Acid fracturing treatments are used to enhance gas production from tight, deep carbonate reservoirs in Saudi Arabia. The produced gas has a regional variation between 0 and 10 mol% H2S. This variation in H2S content has impacted the metallurgy of well tubulars used in these areas. Gas wells in the high H2S area are completed with low-carbon steel (L-80 and C-95); those in the low H2S area are completed with super Cr-13 tubulars.

Acid systems used to fracture these wells included: regular, emulsified, and in-situ gelled acids, all based on 28 wt% HCl. However, 15 wt% HCl – 9 wt% formic acid was used to stimulate wells completed with super Cr-13 tubing.
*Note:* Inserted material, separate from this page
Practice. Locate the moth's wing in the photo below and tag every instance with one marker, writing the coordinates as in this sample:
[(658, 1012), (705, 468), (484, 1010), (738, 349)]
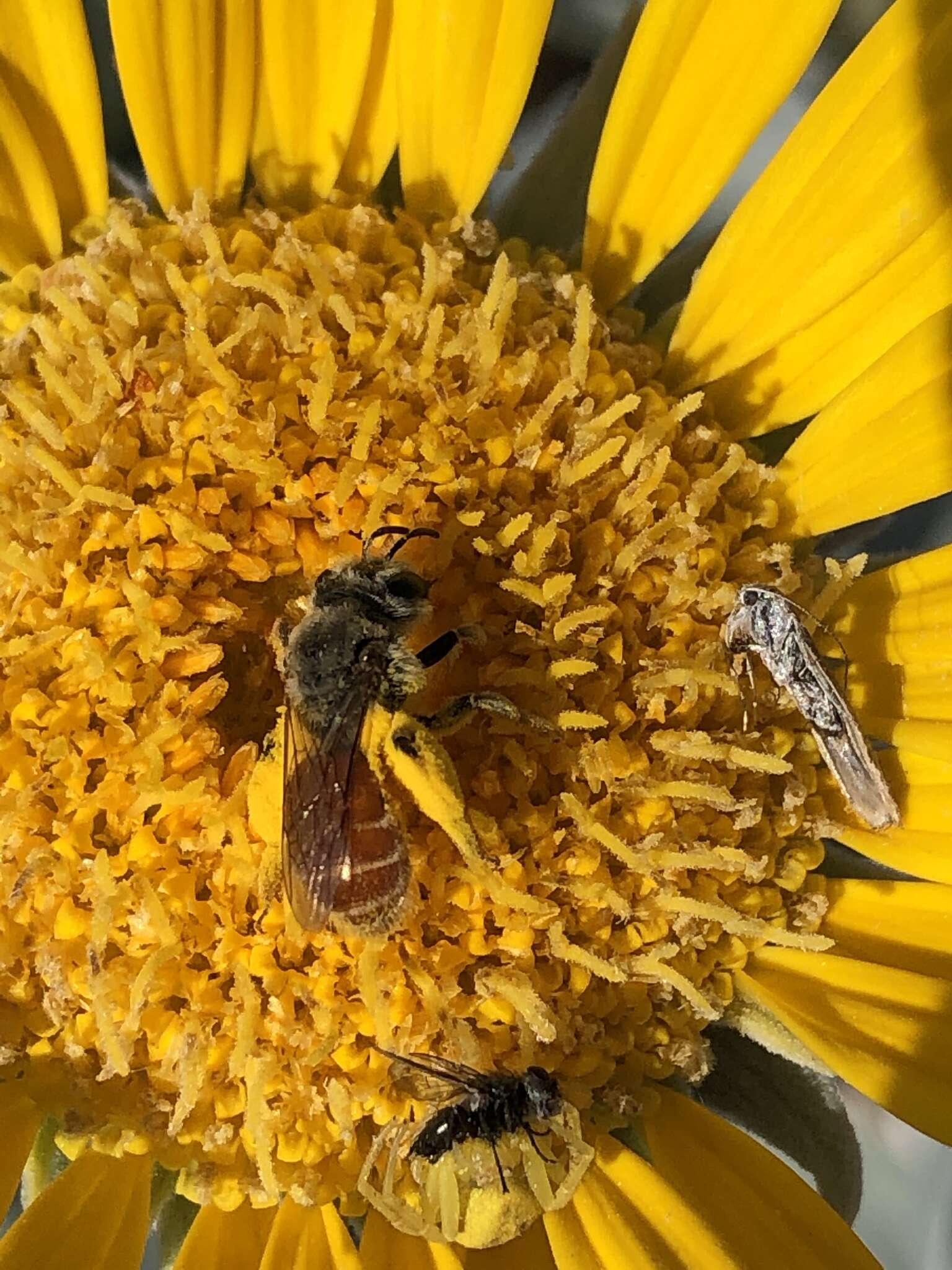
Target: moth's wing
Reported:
[(316, 809), (857, 773), (431, 1078), (839, 737)]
High temperatures (275°F) encountered in deep wells, the presence of high H2S content and the use of large volumes of concentrated acids render corrosion control of tubulars a very difficult task.

Experiments were performed to develop a cost-effective acid system to enhance the productivity of deep gas wells, while maintaining the integrity of well tubulars. Acid fracturing treatments were monitored in the field and well flow back samples were collected following these treatments. The concentrations of key ions were measured in these samples including iron and manganese for completions with low-carbon steel tubulars and chrome, molybdenum, and nickel for completions with super Cr-13.

Analysis of flow back samples following the initial acid fracturing treatments showed that the return samples contained high concentrations of acid (up to 16 wt% HCl) and total iron (up to 20,000 mg/l). The presence of iron was a major concern during acid fracturing treatments. Modifications of the corrosion inhibitors package, increasing soaking time and over flush volume resulted in better results. Most importantly, the integrity of well tubulars was maintained. This paper discusses lab studies and application of these modifications in the field.